Making Interactive Science Accessible and Reproducible: AbSolution and ENCORE
Rodrigo García-Valiente, Charisios Triantafyllou, Barbera van Schaik, Aldo Jongejan, Samuel Langton, Sabrina Pollastro, Dornatien Anang, Jeroen Guikema, Niek de Vries, Huub Hoefsloot & Antoine van Kampen (Amsterdam UMC, Bioinformatics Laboratory, Epidemiology and Data Science)
Interactive tools have transformed data analysis by making complex methods accessible, but often at the cost of reproducibility. AbSolution is an open-source application that addresses this challenge by combining a code-free interactive interface with full computational transparency through the ENCORE reproducibility framework.
Can We Really Suppress Unwanted Thoughts? What 118 Studies Reveal About Memory Control [Student project]

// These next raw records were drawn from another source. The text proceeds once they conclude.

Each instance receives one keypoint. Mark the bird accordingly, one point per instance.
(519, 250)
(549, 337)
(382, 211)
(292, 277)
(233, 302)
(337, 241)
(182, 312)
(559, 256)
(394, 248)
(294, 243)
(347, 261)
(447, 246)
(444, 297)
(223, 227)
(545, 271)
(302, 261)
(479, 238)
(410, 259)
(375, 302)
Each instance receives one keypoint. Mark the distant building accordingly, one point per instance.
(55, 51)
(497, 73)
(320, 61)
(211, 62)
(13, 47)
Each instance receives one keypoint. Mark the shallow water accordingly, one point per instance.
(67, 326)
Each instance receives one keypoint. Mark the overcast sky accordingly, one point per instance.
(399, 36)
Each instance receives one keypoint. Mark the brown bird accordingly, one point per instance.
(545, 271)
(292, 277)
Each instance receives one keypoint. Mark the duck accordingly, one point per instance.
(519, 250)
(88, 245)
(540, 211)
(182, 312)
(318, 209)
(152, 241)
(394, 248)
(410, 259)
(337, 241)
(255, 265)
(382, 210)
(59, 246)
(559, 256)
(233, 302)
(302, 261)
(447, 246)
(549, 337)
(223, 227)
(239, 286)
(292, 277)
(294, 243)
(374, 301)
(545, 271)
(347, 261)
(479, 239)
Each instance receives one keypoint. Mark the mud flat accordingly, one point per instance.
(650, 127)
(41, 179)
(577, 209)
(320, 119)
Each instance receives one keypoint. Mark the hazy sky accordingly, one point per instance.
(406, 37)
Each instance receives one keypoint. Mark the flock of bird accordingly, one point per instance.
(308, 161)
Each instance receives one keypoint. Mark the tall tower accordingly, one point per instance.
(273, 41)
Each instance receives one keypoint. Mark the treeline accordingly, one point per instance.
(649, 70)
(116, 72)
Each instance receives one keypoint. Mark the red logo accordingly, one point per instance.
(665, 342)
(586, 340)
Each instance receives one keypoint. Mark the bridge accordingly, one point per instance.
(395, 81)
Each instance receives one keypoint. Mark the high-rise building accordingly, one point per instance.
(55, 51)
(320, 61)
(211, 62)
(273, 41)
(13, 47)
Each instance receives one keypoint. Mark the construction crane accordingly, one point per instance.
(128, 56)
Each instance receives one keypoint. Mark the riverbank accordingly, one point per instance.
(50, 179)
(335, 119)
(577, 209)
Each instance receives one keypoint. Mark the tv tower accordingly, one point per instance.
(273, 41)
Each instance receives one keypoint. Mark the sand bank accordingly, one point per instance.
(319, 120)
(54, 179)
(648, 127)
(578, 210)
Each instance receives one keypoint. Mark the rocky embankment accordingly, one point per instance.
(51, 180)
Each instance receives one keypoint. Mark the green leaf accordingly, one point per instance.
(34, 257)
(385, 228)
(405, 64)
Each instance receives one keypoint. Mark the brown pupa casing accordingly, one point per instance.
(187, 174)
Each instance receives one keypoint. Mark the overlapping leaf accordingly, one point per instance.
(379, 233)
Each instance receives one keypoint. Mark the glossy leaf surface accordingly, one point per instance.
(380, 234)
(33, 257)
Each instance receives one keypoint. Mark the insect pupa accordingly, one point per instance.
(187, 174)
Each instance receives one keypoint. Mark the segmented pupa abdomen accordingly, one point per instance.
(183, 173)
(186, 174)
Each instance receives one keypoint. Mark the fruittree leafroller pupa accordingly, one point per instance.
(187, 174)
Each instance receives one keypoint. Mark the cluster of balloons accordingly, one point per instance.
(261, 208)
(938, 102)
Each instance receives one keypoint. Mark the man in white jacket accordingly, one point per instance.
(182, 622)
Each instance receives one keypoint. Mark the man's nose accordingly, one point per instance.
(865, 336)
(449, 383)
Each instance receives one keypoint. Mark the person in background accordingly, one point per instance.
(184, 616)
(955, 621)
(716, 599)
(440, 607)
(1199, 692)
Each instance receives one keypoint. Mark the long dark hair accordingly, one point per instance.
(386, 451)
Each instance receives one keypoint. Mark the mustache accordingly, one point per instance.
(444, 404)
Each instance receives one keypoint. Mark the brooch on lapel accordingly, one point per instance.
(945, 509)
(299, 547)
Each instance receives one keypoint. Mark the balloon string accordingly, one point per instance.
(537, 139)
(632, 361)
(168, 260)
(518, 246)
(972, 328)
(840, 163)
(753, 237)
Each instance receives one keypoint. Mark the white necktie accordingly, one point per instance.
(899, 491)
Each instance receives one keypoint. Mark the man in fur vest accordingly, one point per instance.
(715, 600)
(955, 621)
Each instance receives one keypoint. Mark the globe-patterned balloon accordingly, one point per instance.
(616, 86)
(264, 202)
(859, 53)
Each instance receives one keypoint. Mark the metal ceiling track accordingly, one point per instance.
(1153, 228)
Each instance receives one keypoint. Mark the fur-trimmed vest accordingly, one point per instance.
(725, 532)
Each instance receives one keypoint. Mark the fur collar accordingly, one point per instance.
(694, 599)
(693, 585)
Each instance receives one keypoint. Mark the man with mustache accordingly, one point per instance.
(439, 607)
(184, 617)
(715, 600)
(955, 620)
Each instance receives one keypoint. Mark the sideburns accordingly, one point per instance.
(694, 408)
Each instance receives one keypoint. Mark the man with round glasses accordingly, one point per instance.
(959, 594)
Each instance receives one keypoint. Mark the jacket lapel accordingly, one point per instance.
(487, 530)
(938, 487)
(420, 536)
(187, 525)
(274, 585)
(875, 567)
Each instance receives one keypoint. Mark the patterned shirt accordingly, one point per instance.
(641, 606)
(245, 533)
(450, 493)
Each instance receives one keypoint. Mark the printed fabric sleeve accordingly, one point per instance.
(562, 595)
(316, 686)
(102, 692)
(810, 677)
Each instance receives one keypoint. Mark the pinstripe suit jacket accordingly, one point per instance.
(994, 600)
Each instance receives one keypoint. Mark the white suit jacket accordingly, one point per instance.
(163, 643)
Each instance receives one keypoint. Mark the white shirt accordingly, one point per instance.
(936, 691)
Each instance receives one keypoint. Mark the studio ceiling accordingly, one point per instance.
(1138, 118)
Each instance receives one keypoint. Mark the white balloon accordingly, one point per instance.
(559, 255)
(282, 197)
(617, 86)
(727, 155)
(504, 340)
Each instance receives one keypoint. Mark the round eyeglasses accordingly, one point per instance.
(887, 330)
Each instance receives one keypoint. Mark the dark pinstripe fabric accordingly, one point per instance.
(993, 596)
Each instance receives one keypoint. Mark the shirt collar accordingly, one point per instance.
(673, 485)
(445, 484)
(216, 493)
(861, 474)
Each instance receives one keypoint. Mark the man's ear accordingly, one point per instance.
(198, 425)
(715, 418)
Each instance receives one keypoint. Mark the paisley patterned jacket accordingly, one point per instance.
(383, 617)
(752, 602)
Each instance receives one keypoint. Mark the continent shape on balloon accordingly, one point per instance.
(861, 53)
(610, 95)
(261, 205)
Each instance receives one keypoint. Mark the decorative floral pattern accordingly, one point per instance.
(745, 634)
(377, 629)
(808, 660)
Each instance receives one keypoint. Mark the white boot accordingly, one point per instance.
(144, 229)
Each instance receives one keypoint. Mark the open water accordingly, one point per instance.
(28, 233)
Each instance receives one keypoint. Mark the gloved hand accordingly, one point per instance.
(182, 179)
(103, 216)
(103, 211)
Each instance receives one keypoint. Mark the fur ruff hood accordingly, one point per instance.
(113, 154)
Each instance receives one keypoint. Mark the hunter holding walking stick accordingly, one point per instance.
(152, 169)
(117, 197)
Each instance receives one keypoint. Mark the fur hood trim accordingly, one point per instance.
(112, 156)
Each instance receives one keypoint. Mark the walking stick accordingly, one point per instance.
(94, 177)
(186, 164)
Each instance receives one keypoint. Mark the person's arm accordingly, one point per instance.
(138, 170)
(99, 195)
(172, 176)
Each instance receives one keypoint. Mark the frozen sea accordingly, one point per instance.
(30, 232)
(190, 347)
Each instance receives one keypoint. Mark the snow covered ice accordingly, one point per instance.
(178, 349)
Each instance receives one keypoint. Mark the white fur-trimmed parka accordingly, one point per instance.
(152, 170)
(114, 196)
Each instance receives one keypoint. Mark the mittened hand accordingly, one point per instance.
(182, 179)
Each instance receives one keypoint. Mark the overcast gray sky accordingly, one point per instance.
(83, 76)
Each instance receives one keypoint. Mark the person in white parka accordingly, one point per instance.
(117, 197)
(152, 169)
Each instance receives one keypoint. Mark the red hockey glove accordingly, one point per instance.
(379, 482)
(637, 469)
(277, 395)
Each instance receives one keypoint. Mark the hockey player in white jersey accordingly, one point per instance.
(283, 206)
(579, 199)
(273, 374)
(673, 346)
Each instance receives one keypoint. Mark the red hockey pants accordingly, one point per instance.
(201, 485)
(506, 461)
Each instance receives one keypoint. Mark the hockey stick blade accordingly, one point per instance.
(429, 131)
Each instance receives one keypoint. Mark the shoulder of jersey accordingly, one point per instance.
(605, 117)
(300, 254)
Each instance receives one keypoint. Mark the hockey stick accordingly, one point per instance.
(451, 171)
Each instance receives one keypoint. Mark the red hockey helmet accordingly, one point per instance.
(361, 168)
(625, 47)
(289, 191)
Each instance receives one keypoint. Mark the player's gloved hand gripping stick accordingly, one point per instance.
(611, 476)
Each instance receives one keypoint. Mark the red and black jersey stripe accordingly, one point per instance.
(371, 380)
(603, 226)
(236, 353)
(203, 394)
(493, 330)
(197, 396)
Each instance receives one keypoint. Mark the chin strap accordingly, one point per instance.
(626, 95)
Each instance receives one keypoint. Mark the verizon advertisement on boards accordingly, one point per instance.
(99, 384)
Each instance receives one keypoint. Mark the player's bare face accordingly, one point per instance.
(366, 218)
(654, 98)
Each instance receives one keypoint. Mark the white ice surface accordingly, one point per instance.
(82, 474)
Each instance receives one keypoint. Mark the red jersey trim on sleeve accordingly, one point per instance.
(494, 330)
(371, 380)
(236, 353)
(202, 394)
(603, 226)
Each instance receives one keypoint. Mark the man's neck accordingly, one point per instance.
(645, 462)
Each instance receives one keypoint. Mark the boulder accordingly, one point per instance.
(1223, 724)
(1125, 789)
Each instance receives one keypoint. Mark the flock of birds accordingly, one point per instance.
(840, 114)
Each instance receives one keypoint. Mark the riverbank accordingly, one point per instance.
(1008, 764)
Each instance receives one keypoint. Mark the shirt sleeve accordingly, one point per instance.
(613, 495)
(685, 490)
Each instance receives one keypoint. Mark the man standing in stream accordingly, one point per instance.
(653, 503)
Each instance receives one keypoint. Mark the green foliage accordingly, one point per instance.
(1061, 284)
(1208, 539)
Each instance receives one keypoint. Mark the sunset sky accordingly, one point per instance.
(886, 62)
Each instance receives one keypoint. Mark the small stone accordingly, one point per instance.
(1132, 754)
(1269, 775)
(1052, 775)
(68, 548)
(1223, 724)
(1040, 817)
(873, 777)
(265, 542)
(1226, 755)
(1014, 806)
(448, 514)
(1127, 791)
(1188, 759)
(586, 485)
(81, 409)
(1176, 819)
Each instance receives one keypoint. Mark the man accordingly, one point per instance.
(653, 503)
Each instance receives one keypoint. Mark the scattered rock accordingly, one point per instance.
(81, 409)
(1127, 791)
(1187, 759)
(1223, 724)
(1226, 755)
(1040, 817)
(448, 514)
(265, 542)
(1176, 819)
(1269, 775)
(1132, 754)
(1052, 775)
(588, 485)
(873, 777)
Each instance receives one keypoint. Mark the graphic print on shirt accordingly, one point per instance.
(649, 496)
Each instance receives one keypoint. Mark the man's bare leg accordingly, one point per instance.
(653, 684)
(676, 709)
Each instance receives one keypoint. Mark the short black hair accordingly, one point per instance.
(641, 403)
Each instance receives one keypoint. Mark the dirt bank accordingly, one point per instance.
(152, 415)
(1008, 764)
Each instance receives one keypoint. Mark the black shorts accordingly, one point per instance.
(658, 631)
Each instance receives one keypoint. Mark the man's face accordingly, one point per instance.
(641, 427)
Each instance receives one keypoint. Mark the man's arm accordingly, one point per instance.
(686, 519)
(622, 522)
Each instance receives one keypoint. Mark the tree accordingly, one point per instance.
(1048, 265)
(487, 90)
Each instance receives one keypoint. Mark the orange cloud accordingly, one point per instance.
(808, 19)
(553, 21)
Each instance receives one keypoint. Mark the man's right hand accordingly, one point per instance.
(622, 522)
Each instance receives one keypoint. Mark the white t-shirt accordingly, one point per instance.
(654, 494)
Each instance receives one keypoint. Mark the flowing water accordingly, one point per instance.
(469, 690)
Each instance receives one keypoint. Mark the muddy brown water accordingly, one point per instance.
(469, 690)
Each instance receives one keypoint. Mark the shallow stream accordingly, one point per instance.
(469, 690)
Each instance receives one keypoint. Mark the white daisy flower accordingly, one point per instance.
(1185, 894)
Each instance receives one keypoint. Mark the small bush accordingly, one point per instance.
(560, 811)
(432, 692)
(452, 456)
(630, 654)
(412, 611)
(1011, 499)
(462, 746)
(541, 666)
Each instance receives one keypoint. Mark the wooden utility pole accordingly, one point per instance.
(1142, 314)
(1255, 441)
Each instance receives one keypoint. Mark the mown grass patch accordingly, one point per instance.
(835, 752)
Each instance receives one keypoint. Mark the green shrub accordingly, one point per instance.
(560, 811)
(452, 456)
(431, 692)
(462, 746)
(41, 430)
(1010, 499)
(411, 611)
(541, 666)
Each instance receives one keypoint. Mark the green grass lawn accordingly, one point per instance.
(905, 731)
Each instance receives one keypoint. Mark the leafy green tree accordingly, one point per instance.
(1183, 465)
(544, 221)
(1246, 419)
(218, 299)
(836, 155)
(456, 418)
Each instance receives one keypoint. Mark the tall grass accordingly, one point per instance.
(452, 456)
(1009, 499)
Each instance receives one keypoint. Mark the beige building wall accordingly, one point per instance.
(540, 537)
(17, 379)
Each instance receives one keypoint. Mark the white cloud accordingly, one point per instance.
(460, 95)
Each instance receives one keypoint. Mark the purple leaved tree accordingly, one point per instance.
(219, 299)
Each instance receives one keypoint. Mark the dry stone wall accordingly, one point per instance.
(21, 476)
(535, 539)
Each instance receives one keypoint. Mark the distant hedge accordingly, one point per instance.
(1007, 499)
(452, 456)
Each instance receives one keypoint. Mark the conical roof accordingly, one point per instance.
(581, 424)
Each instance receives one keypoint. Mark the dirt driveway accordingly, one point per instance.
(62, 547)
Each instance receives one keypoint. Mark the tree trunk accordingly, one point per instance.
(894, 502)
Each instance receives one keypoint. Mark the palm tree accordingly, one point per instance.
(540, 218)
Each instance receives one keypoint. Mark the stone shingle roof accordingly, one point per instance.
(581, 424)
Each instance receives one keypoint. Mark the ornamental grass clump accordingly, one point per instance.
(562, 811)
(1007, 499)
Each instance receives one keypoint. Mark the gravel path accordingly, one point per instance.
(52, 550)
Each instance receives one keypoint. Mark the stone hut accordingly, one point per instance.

Jinghan Zhao, Ilinca Ilie, Sera Wiechert & Bruno Verschuere (University of Amsterdam, Department of Psychology)
Have you ever wished you could just forget a painful memory? Scientists have been studying this for decades using a task where they test whether people can forget memories by trying to stop themselves from thinking about them. This preregistered project looked at 118 studies on this topic and investigated whether it matters how carefully the study was conducted and who co-authored the publications.
Many Analysts, Many Babies, One Phenomenon: An Exploratory Study of Infant Visual Habituation [Student project]
Arya Mallik & Hanna Nagy (University of Amsterdam, Department of Psychology)
Infant visual habituation is a crucial window into early cognitive development, yet researchers disagree on its core characteristics, explanatory theories, and methodological implementation. This project invited 25 independent analysis teams to investigate visual habituation in infancy, using a publicly available looking-time dataset from the ManyBabies Consortium, featuring data from 3,881 infants across the world.
Podcast Net Echt
Kris Sloot, Pam Ackermans, Aron de Jong, Peter-Paul Verbeek, Lisa Maier & Karen Kraal (University of Amsterdam, Communications Office, Faculty of Humanities, Executive Board)
Net Echt is the University of Amsterdam’s podcast that looks at films, series and pop culture through a scientific lens. The key objectives of Net Echt are to (1) make academic knowledge openly accessible to a broad, non-specialist audience through engaging audio storytelling and to (2) build bridges between disciplines, with episodes often featuring researchers from different fields who jointly analyse a film or television series.
Open Oral Radiology Education for Everyone
Julien Issa, Gerard Sanderink & Erwin Berkhout (Academic Center for Dentistry Amsterdam, University of Amsterdam & Vrije Universiteit Amsterdam, Department of Oral Radiology and Digital Dentistry)
This project provides freely accessible online learning modules in oral radiology which offers users an interactive, case-based training to improve diagnostic skills for dental students and professionals. Originally created for internal teaching, these resources have evolved into internationally used open educational tools.